Gowan’s spokeswoman, Stephanie Grisham, says the speaker has simply been fulfilling his pledge to be a “speaker for the whole state” and that each trip he took with a fleet car was for official purposes. After the ALEC trip, she told Stephenson, Gowan used the car for official purposes in Arizona. Even when he took a fleet car on trips that included campaign events, he at times used a separate car for these events, she said.

“The (Times) story was filled with loosely drawn conclusions,” she said.

Maybe there were some — Stephenson had to fight through heavily redacted calendars of the speaker and others to make sense of where these public officials were and what they were doing while renting the vehicles. But the problem is, it’s just the latest sign suggesting Gowan enjoys the perks of his position too much.

Last year, he ordered plans for a remodel of the House basement that would cost more than $1 million, a plan that was roundly protested in April by Republican members who thought it looked bad in a period of tight budgets.

A month later, in May, the speaker took not one, not two, but three of his own personal vehicles to be repaired — for free — by professionally supervised students at a car-repair program in the Vail School District. I wrote about it in June, noting that he did this after slashing the budget in the just-finished session.
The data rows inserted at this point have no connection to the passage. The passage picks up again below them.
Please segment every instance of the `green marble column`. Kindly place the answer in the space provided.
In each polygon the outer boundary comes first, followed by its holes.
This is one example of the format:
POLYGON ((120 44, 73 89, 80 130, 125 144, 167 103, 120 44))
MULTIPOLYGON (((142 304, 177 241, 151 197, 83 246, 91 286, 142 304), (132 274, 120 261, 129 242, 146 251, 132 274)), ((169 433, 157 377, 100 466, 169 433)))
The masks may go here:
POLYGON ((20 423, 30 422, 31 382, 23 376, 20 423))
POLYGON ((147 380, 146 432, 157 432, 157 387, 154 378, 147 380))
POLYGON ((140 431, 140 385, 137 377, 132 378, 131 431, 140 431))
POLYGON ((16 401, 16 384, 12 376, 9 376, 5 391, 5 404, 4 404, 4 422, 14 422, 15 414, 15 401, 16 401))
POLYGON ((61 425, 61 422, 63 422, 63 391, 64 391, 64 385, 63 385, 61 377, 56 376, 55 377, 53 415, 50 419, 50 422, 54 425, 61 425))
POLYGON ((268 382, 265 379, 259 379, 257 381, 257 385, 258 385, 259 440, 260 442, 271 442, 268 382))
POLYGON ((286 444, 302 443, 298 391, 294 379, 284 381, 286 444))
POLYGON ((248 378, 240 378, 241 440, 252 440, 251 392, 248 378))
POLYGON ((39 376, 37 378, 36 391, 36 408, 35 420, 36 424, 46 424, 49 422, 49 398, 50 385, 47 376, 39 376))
While anyone can take their cars in for such free repairs, Gowan saved between $700 and $1,000 by doing so.

Then there’s the fact that Gowan hired Cloud, a longtime Sierra Vista friend, as sergeant-at-arms after assuming the speakership in November 2014. Gowan increased the duties of the position and paid him $80,000 per year, twice what the previous sergeant-at-arms made.
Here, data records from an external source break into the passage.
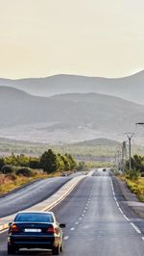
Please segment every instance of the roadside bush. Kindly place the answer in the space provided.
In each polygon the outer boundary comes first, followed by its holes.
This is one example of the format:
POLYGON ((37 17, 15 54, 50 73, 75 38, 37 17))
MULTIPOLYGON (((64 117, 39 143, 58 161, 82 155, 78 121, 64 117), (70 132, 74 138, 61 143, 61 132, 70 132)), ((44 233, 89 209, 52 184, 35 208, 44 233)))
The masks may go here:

In addition, a November report by the Arizona Center for Investigative Reporting supported a claim often made about Gowan — that he frequently accepts meals from lobbyists. The report found that in the first nine months of 2015, the speaker was taken out by lobbyists for food or drink at least 27 times.

The number could well be higher, but lobbyists did not report the individual member whom they spent money on 86 percent of the time.

As Stephenson noted, Gowan is also known for traveling with entourages. In March, when he traveled to Washington, D.C., to watch the U.S. Supreme Court hear arguments over Arizona’s redistricting case, he brought along four House staffers. All five of them had their expenses covered by the state.

Biggs, on the other hand, traveled to D.C. alone and paid his own way. Oh, and by the way, no members of the Senate have taken cars from the state fleet over the last two years, the Times reported.

So here, too, it seems Biggs has outfoxed Gowan. Biggs infamously ended the Senate’s session early on the morning of Good Friday last year, without notifying Gowan, throwing the House into chaos until Gowan, too, recessed his chamber.

“Personally, I was treated well by Gowan,” said Wheeler, the Tucson Democrat. “But institutionally, everyone saw the debacle of the last night of the legislative session. That’s something that was total chaos. Obviously there was animosity, at least on Biggs’ part against Gowan.”

None of that would matter much — not the excessive perks, nor the previous political losses — if Gowan would do two things this session: Bring some benefits of his speakership back to Southern Arizona and manage the House in a way that allows its biggest decision, the budget, to be considered deliberately, not in a panicked rush.

Last year, Gowan, Biggs and Ducey announced they had a budget deal on March 4. With a lot of arm-twisting and late nights of floor discussion, it was passed March 7. That was no way to pass a budget.

In the chaos, a new funding mechanism for the JTED vocational program passed that unintentionally will lead to the demise of the program if it’s not changed. This year, Rep. Chris Ackerley, a Tucson Republican, has introduced a bill to reverse that mistake, which was made because of the hurried budget process.

“I wish that wasn’t the way the process worked,” Ackerley told me Friday. “The unintended consequences aren’t caught because there aren’t enough eyes on it.”

But he said he expected it will go the same way this year.

A speaker interested in leaving his mark might use his power to put an end to that budget madness. But I’m not sure that is Gowan’s primary interest.